As illustrated in the figure, PARE, which represents Adaptive Execution, delivers lower response time compared to MVCC in workloads where resources are heavily contended. Additionally, it achieves this performance improvement with minimal overhead—less than 5% of the total execution time.

# 5 - Comparing Adaptive Execution to Block STM and MVCC

The execution stages of an abstract Block-STM collaborative scheduler, demonstrating how transactions are processed in parallel and validated.

In the blockchain space, Block STM (as used by the Aptos network) is a well-known parallel execution framework. It employs MVCC-like logic, preserving multiple data versions so that parallel transactions read from separate snapshots, then coordinates a final commit order. For each potential conflict, the system might have to roll back to a prior cached state, handle multiple versions, or maintain complex scheduling structures. By contrast, Adaptive Execution uses a single-version model and focuses on reordering to bypass conflicts. This reduces the storage and computational complexity inherent in multi-version strategies. PARE also relaxes some of the strict scheduling constraints found in deterministic systems, allowing it to adapt on the fly to shifting contention patterns.

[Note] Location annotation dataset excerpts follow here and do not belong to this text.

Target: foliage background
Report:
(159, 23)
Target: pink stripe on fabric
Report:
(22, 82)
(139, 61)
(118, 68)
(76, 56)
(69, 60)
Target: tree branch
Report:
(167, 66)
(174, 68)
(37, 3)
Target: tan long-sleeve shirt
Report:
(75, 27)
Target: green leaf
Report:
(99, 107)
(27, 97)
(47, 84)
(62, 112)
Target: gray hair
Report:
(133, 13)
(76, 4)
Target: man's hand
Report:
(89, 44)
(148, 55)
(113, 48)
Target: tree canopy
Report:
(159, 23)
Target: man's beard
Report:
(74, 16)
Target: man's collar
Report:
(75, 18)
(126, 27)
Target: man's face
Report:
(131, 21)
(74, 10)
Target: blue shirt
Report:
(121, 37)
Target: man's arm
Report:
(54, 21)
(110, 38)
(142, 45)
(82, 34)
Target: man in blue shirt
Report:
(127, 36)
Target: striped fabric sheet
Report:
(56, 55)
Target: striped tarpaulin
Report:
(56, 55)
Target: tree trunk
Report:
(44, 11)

# 6 - Key Components of Adaptive Execution

# 6.1 - Contention Estimation

Adaptive Execution dynamically tracks contention each time a transaction attempts to read or write a resource. A counter notes how often each resource is accessed, building a real-time map of “hot spots.” A time-sliding window ensures data stays current, discarding stale metrics.

# 6.2 - Extraction of Reordering Blocks

Each transaction is divided into reordering blocks—segments that do not conflict internally, making them safe to shuffle around. Adaptive Execution then reorders these blocks based on their contention scores, giving priority to highly contended operations. Throughout this process, the system maintains serializability by preventing any transaction from committing if its dependencies are either unresolved or potentially invalid.

# 7 - How Adaptive Execution Distinguishes Between Inevitable and “Harmful”

Delays

A key innovation in Adaptive Execution is its ability to distinguish between inevitable delays and “harmful” delays. If two transactions truly conflict (for example, both want to write to the same resource at the same time), the resulting stall is unavoidable. However, if a nonconflicting operation ends up waiting behind a conflicting one, that is considered a harmful delay—something that Adaptive Execution proactively avoids by shuffling the order of independent operations.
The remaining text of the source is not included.